Red Kangaroo leaped essentially vertically up from a cliff to achieve a maximum

Question

Red Kangaroo leaped essentially vertically up from a cliff to achieve a maximum height of 10 feet above the cliff and then fell below the cliff. There was no wind or air resistance. A) What was the initial vertical velocity of the Red Kangaroo? B) What was the velocity of the Kangaroo 5 feet above the cliff? C) At what heights was the instantaneous velocity of the Kangaroo one-half of the initial vertical velocity? D) At what vertical position was the kangaroo when the absolute value of the vertical velocity was i) 0 m/s and ii) the initial vertical velocity? E) What was the instantaneous velocity of the kangaroo when the kangaroo was i) 5 feet below the cliff and ii) 10 feet below the cliff F) How far below the cliff was the kangaroo if the absolute value of his final instantaneous velocity was twice the initial instantaneous velocity?

Explanation / Answer

For easiness, convert feet into meters.

10 feet = 3.05 meter

5 feet = 1.52 meter.

(A) Suppose the initial velocity of the kangaroo is u m/s.

apply the expression -

v^2 = u^2 + 2*a*s

=> 0 = u^2 - 2*9.81*3.05

=> u^2 = 59.841

=> u = 7.74 m/s

(B) Consider the velocity of the kangaroo 5 ft above the cliff is v m/s.

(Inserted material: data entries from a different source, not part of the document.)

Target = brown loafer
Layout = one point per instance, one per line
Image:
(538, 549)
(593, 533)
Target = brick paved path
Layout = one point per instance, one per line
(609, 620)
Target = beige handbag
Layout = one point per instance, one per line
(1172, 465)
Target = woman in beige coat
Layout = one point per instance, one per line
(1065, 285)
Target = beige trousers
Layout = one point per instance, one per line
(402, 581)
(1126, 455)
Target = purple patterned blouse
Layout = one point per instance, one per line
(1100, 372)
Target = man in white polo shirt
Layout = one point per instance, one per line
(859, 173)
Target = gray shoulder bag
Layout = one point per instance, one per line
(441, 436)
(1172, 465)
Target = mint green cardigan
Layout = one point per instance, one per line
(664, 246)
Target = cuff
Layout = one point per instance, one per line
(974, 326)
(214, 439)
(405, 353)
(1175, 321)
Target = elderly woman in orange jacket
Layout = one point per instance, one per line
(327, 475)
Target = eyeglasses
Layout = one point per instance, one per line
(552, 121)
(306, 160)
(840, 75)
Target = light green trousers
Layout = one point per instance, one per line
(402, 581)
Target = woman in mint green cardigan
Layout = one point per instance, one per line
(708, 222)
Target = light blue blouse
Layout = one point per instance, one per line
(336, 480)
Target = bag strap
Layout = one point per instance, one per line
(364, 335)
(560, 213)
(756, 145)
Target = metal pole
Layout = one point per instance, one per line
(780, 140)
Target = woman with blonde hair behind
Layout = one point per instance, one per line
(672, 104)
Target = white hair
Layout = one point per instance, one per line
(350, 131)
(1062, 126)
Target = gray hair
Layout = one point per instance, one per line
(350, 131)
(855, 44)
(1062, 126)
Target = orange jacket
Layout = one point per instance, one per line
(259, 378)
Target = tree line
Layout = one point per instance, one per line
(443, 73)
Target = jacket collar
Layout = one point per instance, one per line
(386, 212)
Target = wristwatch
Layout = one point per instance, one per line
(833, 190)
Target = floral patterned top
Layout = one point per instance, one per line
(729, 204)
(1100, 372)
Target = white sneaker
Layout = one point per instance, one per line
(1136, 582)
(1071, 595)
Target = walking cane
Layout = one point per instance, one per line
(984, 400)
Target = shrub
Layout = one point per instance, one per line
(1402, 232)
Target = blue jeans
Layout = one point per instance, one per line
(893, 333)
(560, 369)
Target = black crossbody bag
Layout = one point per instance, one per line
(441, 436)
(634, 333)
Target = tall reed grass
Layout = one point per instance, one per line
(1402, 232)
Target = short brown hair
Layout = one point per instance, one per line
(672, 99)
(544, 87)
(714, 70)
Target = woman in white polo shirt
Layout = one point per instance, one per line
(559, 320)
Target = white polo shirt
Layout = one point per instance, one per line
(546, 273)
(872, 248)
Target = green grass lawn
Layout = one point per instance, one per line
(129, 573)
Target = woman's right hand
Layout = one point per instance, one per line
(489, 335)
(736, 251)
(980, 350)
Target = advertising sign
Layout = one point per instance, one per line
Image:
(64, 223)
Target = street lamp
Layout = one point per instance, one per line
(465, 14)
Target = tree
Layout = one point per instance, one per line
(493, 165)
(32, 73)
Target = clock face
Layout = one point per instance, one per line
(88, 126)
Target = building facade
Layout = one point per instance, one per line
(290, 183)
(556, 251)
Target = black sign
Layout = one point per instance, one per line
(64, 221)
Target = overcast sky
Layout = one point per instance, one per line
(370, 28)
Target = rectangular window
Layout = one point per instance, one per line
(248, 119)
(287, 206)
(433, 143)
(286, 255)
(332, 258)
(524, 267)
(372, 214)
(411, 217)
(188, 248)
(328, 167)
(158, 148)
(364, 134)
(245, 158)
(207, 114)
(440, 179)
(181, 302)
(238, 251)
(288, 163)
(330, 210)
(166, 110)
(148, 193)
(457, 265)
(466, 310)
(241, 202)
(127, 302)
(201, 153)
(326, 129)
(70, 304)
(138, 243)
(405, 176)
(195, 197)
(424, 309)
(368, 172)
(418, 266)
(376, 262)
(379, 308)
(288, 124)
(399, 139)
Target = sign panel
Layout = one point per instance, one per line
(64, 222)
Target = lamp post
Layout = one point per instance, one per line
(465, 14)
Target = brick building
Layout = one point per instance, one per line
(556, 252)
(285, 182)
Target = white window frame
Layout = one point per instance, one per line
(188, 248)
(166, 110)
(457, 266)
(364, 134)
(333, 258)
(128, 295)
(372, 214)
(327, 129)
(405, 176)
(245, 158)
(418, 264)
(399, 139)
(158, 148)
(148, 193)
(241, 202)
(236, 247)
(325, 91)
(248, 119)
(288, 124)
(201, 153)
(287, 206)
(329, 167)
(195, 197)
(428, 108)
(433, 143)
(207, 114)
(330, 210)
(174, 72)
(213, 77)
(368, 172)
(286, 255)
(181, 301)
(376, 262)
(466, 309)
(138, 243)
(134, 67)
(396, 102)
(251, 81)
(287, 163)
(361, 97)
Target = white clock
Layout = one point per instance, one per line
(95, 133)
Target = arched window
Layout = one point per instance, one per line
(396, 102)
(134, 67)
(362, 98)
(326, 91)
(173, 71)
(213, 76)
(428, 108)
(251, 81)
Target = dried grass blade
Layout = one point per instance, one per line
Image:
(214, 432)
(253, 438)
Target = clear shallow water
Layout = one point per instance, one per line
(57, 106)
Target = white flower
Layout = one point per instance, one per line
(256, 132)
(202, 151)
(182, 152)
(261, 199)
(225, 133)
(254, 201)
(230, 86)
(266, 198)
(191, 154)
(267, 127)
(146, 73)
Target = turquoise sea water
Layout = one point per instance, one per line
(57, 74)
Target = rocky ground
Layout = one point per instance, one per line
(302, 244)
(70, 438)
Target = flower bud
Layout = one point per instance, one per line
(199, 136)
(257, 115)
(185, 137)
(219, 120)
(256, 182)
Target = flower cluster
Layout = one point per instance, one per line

Now put the values in the above expression -

v^2 = 7.74^2 - 2*9.81*1.52

=> v^2 =59.84 - 29.82 = 30.02

=> v = 5.48 m/s

(C) (7.74/2)^2 = 7.74^2 - 2*9.81*h

=> 19.62*h = 44.9307

=> h = 2.29 m

(D) (i) v^2 = 7.74^2 + 2*9.81*1.52 = 89.73

=> v = 9.47 m/s.

(ii) like-wise -

v^2 = 7.74^2 + 2*9.81*3.05 = 119.7486

=> v = 10.94 m/s.

(F) In that case -

(2*7.74)^2 = 7.74^2 + 2*9.81*h

=> 19.62*h = 179.7228

=> h = 9.16 m.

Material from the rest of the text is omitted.